Creek Week is the largest cleanup in the state of Colorado. Schuch emphasizes that this is a safe outdoor activity that benefits our community immensely. She rejoices in the overwhelming enthusiasm of people who want to go out and do something right.
Bags, gloves and educational materials are provided to volunteers. Other welcome supplies include tongs, buckets, and whatever volunteers bring to help with the cleanup.
Litter can be managed with minor and major efforts. Small changes in behavior, such as collecting dog droppings, using irrigation systems wisely, and planting seeds can benefit watershed health.
âGarbage and debris are common in our waterways – clogging drainage systems, affecting wildlife, affecting water quality and spoiling the view of our natural landscapes. Take action to improve the health of our watershed and all communities within its boundaries as well as those downstream, âSchuch said in a press release.

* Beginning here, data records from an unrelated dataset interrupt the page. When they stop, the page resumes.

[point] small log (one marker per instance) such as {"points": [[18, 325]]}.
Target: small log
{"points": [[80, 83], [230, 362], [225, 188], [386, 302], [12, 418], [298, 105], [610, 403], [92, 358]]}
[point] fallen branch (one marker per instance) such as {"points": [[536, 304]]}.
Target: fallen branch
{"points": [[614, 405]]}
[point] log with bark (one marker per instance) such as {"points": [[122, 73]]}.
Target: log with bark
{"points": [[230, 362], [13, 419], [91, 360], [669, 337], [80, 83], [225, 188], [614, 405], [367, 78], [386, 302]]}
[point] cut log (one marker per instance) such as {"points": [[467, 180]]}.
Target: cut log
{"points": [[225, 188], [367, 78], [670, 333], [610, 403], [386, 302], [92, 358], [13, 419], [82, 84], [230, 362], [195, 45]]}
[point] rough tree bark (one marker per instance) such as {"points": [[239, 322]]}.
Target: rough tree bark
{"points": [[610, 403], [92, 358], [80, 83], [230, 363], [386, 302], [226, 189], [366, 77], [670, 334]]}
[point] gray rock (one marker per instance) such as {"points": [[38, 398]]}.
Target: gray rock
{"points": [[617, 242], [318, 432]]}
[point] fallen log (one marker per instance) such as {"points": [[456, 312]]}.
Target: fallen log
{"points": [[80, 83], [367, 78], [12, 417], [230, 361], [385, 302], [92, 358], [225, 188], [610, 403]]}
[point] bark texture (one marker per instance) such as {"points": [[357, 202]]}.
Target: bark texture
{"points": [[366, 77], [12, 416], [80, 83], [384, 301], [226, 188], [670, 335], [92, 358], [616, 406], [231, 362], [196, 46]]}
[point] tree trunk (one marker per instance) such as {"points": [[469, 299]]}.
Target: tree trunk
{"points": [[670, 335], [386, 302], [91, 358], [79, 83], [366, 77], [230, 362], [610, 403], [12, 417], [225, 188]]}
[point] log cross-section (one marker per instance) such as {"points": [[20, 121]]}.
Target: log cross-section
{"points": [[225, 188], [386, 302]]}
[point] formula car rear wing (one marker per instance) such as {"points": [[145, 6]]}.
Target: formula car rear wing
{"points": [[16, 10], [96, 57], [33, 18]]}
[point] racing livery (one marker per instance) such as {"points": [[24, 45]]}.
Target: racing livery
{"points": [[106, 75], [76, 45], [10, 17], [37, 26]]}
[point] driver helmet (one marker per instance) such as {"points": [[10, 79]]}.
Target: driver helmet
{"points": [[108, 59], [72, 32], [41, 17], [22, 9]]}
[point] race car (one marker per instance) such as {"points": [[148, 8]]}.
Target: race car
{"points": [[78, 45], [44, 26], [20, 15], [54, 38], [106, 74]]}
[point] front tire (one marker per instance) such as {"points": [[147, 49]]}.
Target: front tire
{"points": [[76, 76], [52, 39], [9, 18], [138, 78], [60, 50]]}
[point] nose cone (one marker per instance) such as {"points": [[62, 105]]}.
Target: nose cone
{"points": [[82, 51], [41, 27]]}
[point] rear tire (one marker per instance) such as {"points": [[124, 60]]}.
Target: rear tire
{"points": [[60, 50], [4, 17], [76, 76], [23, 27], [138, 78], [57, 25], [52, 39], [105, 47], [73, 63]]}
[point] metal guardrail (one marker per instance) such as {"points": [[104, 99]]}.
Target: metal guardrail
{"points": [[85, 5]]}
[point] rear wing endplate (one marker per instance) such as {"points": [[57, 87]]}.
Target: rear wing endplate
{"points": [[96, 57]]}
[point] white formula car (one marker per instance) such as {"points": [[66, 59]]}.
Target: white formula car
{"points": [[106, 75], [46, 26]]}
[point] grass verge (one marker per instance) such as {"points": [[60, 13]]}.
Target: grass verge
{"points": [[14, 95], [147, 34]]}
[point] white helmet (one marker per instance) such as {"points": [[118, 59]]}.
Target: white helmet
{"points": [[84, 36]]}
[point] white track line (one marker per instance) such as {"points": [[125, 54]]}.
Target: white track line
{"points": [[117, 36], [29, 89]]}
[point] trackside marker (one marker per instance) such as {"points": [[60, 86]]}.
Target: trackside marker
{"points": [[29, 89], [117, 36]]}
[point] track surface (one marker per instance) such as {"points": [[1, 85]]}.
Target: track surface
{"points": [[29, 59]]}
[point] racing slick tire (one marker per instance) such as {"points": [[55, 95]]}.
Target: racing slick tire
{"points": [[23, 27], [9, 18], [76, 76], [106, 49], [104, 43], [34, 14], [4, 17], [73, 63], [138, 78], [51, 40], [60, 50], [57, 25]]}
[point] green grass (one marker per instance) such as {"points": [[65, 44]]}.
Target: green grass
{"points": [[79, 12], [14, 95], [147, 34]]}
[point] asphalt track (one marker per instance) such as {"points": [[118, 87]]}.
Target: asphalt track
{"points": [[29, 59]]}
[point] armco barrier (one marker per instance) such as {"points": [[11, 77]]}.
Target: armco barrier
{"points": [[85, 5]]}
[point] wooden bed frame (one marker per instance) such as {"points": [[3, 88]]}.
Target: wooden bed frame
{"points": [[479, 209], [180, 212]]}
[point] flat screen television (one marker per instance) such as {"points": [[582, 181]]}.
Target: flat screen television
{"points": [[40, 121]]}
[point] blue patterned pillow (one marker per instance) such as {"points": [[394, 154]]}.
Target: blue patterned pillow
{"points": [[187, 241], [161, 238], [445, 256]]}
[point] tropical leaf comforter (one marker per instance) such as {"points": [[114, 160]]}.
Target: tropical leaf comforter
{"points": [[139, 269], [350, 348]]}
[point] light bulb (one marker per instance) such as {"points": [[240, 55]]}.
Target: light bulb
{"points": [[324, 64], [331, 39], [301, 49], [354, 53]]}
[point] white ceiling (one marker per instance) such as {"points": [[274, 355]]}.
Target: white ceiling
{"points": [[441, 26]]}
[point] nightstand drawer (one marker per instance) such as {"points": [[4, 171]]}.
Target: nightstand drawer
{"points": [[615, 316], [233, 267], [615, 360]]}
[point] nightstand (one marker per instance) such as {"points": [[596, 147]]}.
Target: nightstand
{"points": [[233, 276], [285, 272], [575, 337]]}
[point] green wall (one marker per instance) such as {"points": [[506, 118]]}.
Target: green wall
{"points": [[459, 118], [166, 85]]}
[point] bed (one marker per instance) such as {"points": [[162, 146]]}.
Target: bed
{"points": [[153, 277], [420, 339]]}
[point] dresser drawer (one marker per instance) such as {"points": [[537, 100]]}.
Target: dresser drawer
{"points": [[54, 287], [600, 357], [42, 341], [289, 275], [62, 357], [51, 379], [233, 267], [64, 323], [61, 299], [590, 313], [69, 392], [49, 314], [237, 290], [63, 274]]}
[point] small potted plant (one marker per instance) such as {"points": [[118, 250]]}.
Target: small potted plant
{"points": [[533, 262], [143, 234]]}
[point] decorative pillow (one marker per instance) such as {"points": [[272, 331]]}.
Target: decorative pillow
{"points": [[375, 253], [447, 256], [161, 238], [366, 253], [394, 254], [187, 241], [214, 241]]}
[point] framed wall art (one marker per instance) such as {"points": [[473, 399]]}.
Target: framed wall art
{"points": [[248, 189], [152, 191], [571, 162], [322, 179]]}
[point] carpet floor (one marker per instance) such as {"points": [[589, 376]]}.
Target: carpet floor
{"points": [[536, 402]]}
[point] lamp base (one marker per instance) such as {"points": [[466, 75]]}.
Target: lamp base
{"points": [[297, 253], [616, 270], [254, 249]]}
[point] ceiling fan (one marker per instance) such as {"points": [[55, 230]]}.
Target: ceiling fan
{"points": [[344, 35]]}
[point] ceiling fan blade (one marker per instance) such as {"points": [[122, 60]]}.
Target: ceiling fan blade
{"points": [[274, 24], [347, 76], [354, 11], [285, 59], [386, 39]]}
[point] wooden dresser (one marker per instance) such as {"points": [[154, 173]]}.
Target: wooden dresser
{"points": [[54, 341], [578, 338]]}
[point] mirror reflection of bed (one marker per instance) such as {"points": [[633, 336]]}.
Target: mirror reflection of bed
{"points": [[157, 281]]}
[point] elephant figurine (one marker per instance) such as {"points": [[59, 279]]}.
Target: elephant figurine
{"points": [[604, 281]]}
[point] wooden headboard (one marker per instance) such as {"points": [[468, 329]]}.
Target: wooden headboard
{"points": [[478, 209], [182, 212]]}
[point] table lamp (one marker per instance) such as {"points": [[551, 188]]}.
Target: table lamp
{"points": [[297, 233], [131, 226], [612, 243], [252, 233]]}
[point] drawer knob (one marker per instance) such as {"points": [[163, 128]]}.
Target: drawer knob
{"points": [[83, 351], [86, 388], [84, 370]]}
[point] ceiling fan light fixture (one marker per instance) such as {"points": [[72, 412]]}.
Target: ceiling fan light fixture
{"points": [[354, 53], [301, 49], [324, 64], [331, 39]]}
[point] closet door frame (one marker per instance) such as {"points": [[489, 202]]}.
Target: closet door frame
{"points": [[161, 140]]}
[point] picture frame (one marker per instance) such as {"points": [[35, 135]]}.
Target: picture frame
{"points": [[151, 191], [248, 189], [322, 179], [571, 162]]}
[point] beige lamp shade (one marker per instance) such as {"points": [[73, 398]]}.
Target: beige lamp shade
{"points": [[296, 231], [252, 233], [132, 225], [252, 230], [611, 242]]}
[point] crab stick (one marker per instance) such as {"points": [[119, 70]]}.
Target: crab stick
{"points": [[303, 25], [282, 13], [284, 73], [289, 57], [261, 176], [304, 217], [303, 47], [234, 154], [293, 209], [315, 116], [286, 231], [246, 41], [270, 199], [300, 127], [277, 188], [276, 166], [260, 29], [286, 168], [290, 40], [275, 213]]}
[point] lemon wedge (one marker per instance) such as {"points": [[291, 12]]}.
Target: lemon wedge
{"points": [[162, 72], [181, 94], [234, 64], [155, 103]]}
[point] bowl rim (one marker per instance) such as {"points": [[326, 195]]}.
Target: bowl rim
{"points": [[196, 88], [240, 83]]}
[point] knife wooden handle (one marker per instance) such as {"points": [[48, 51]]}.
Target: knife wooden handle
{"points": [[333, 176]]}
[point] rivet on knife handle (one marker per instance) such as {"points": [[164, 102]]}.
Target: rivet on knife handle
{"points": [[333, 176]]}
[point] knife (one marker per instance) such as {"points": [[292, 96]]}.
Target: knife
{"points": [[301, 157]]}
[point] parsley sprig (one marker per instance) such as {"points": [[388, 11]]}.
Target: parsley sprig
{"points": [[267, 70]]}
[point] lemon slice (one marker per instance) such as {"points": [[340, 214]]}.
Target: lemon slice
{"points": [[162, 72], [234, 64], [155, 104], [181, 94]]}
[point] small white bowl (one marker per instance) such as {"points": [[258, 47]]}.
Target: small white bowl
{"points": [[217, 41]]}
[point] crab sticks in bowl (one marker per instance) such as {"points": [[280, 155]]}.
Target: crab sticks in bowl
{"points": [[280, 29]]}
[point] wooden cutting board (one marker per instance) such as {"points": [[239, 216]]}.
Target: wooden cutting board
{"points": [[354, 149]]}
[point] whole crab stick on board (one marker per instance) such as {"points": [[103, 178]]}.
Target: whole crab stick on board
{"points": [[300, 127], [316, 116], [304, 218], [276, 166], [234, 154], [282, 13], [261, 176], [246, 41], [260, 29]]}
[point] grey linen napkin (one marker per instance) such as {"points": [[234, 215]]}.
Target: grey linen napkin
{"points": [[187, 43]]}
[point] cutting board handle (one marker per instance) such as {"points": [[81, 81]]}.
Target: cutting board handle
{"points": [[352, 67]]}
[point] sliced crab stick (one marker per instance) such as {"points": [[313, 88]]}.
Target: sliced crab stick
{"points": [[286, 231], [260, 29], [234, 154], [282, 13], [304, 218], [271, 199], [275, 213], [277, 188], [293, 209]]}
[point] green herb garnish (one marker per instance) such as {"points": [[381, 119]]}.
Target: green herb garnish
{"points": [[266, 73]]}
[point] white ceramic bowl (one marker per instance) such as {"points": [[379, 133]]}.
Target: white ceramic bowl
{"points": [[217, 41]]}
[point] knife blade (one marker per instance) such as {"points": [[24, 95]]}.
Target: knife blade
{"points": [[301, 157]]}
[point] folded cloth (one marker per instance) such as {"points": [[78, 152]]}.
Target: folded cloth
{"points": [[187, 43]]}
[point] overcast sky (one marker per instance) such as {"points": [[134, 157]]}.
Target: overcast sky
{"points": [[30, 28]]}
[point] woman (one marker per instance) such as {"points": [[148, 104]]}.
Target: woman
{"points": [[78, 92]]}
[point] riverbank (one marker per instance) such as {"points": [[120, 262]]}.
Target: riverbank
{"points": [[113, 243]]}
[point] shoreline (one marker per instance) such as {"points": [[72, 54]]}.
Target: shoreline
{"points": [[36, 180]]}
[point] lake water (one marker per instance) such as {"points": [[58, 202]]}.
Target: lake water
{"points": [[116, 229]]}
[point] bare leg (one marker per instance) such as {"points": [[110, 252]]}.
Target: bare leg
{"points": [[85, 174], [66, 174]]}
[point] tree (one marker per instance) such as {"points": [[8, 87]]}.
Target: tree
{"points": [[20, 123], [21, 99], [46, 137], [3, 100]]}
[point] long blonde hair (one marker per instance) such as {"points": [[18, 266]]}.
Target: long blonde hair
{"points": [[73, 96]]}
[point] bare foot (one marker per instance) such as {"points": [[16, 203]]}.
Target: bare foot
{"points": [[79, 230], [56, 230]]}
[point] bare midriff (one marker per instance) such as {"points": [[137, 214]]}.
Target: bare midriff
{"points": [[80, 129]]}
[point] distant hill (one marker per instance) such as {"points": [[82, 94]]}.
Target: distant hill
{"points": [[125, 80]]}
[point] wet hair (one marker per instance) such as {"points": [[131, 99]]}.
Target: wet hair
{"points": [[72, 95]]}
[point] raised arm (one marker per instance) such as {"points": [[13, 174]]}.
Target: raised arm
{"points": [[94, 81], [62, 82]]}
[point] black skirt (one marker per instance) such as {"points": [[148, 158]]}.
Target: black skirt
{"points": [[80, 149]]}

The most important issues include intentional litter, poorly managed litter, limited availability of bins, lack of large-scale litter campaigns and lack of education.
Children today are not learning the huge difference they can make now and in the future to keep watersheds clean and healthy, Schuch says.
âCreek Week is a great way for Colorado Springs residents to give back to their community,â said volunteer Lisa Weidenbach. She notes that for Creek Week, many companies formed teams to build team cohesion and give back in a unique way. In 2020, his enterprising team dug a shopping cart in a stream and put it to good use to haul bags of trash to the collection site.
Schuch laughs about items found in the last few years of cleaning up, like a Nixon mask, an unopened half-crate of beer, cash, a locked safe (which was turned over to the forces of the ‘order) and purported human leg bones that turned out to be from a dead deer. Cigarette butts were plentiful, but they are nightmares everywhere, she said.
Schuch suspects that this year used masks will be a big deal.
Bill Banks, executive director of the Fountain Creek Watershed District, is exploring funding sources such as a possible tax on voting mills in a future election. He says there is no stable source of funding for the district and that up to $ 200 million in repairs are pending.
Illustrating the enthusiasm of the Watershed District staff, Schuch concludes that: âThe value of healthy parks, trails and waterways is immeasurable. The recreational, cultural, wildlife and economic values ââthat water provides us deserve our attention and our preservation. Creek Week is an easy way to give back … with thousands of your friends and neighbors!